Первая встреча Х. Д. Алчевской
и Ф. М. Достоевского
состоялась вечером 20 мая 1876 г. в Петербурге
«Он (Достоевский. — В. Р.) заговорил о наших литературных вечерах, о которых я писала ему. Он находит, что это явление весьма приятное и в Петербурге нет ничего подобного. Коснулись «Анны Карениной».
«Знаете ли, — сказала я, — человек, бранящий «Анну Каренину», кажется мне как будто моим личным врагом».
— «В таком случае я замолкаю!» — отвечал Достоевский и, как я ни упрашивала, ни за что не захотел высказать своего взгляда. Мне было ужасно досадно на себя» (ДВ С. Т. 2. С. 336).
*****
25 мая 1876 г. Петербург
«Сегодня я позволила себе быть у Достоевского. Решительно убеждаюсь, что я для него не человек, а материал. Он все время заставлял меня говорить, поощряя беспрестанно замечаниями: «Ах, как вы хорошо, образно рассказываете! Просто слушал бы, слушал без конца!» или: «Трудно решить, что вы лучше — пишете или говорите? И пишете прекрасно, и говорите прекрасно!»
Рассказала я ему историю преступления К., говорила о своей жизни в Харькове, о харьковском обществе вообще и его отношениях ко мне. Он слушал все с таким интересом, с таким вниманием, что поневоле говорилось очень много. На столе лежал «Русский вестник».
— Скажите же мне, Бога ради, что вы думаете об «Анне Карениной», — попытала я вновь счастья.
— Ей-богу, не хочется говорить, — отвечал Достоевский. — Все лица до того глупы, пошлы и мелочны, что положительно не понимаешь, как смеет граф Толстой останавливать на них наше внимание.

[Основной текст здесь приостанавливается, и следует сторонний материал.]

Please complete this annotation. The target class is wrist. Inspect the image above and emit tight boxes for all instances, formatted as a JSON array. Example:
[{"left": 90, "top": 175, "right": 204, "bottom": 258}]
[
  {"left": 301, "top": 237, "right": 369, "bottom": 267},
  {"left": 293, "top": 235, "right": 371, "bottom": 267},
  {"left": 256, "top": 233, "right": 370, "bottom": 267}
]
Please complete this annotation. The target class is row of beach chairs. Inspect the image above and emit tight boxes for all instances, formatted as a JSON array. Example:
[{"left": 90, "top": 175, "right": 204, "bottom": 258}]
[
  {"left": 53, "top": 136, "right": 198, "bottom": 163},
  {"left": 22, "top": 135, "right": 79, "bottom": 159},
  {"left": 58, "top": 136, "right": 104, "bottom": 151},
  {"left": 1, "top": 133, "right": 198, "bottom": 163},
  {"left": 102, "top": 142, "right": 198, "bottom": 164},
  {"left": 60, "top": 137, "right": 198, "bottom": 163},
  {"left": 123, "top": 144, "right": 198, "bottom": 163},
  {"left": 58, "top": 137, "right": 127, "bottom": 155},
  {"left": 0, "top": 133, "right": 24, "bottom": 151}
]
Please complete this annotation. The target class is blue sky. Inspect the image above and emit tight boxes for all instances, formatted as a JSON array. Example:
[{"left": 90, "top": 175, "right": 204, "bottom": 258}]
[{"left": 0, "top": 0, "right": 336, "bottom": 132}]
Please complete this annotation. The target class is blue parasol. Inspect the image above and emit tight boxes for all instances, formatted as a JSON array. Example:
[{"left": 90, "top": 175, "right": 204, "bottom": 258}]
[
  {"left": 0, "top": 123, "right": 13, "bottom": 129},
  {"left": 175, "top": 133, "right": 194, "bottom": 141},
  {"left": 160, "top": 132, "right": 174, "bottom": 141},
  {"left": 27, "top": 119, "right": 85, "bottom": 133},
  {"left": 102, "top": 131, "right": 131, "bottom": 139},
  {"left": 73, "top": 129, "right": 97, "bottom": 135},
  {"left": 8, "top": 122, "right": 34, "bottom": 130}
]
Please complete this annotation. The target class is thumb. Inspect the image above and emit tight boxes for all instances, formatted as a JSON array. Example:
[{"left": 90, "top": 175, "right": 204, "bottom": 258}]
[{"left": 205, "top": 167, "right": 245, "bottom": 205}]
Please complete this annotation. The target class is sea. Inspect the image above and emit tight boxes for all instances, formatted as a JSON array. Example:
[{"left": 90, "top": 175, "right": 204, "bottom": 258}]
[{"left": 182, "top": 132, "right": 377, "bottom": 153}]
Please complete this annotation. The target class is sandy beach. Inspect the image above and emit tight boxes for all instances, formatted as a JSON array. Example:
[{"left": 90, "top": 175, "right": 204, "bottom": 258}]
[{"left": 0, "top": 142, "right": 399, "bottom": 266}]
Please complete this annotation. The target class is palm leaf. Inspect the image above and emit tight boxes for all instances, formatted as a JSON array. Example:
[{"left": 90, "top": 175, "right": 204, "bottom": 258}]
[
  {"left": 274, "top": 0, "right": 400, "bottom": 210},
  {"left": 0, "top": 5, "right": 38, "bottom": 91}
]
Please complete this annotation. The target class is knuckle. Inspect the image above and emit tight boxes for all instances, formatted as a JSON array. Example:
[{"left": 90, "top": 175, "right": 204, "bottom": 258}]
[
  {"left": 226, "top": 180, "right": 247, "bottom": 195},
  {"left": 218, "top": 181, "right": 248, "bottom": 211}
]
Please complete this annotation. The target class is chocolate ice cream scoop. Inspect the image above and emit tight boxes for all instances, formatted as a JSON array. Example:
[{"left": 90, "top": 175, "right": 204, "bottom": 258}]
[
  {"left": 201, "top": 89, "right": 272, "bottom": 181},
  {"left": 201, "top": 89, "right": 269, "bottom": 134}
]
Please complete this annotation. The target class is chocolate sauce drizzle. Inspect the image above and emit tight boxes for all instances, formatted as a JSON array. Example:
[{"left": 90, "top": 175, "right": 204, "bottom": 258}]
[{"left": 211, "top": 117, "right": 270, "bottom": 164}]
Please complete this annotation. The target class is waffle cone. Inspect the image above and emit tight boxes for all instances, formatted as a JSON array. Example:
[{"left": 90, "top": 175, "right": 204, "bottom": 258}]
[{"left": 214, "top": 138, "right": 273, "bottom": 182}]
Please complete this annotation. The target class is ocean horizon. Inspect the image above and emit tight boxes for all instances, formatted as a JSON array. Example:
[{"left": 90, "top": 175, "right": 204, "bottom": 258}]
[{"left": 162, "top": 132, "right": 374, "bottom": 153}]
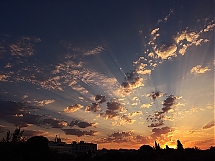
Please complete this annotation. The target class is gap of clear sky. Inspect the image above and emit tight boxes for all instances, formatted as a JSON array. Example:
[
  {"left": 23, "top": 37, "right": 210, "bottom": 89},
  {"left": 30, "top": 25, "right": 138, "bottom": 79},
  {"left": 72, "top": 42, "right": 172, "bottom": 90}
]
[{"left": 0, "top": 0, "right": 214, "bottom": 150}]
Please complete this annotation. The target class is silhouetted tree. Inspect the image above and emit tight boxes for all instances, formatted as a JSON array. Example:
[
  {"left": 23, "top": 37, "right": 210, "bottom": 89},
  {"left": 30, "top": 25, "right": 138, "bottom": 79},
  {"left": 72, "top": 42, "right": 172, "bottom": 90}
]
[
  {"left": 25, "top": 136, "right": 50, "bottom": 161},
  {"left": 177, "top": 140, "right": 184, "bottom": 151},
  {"left": 139, "top": 145, "right": 154, "bottom": 152},
  {"left": 1, "top": 127, "right": 24, "bottom": 143},
  {"left": 154, "top": 141, "right": 161, "bottom": 151}
]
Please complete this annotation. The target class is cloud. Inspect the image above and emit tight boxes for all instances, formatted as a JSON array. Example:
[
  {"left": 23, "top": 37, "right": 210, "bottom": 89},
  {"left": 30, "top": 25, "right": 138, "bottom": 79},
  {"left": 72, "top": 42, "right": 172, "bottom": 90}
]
[
  {"left": 148, "top": 91, "right": 163, "bottom": 101},
  {"left": 0, "top": 74, "right": 10, "bottom": 82},
  {"left": 151, "top": 126, "right": 172, "bottom": 139},
  {"left": 191, "top": 65, "right": 210, "bottom": 74},
  {"left": 10, "top": 36, "right": 41, "bottom": 57},
  {"left": 119, "top": 111, "right": 142, "bottom": 125},
  {"left": 173, "top": 29, "right": 209, "bottom": 55},
  {"left": 120, "top": 70, "right": 144, "bottom": 95},
  {"left": 203, "top": 121, "right": 215, "bottom": 129},
  {"left": 146, "top": 95, "right": 177, "bottom": 127},
  {"left": 96, "top": 131, "right": 151, "bottom": 145},
  {"left": 95, "top": 94, "right": 106, "bottom": 104},
  {"left": 0, "top": 100, "right": 72, "bottom": 130},
  {"left": 69, "top": 120, "right": 97, "bottom": 128},
  {"left": 62, "top": 129, "right": 97, "bottom": 137},
  {"left": 84, "top": 45, "right": 105, "bottom": 56},
  {"left": 162, "top": 95, "right": 176, "bottom": 113},
  {"left": 151, "top": 28, "right": 159, "bottom": 35},
  {"left": 34, "top": 99, "right": 55, "bottom": 106},
  {"left": 64, "top": 104, "right": 83, "bottom": 113},
  {"left": 154, "top": 44, "right": 177, "bottom": 59},
  {"left": 174, "top": 31, "right": 200, "bottom": 44},
  {"left": 85, "top": 103, "right": 101, "bottom": 112},
  {"left": 0, "top": 100, "right": 40, "bottom": 127},
  {"left": 23, "top": 129, "right": 48, "bottom": 137},
  {"left": 140, "top": 103, "right": 152, "bottom": 108},
  {"left": 119, "top": 115, "right": 135, "bottom": 125},
  {"left": 158, "top": 8, "right": 174, "bottom": 23},
  {"left": 148, "top": 121, "right": 164, "bottom": 127},
  {"left": 136, "top": 63, "right": 152, "bottom": 75},
  {"left": 41, "top": 118, "right": 68, "bottom": 128},
  {"left": 202, "top": 23, "right": 215, "bottom": 32},
  {"left": 96, "top": 131, "right": 134, "bottom": 144},
  {"left": 103, "top": 100, "right": 127, "bottom": 120}
]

У нас столько живых насущных вопросов, грозно вопиющих, что от них зависит, быть или не быть, и вдруг мы будем отнимать время на то, как офицер Вронский влюбился в модную даму и что из этого вышло. И так приходится задыхаться от этого салонного воздуха, и так натыкаешься беспрестанно на пошлость и бездарность, а тут берешь роман лучшего русского романиста и наталкиваешься на то же!
— Не должен же романист описывать людей, каких нет, он должен брать жизнь и показывать ее с художественной правдивостью, как она есть, и ваше дело выводить из всего этого résumé, — возразила я.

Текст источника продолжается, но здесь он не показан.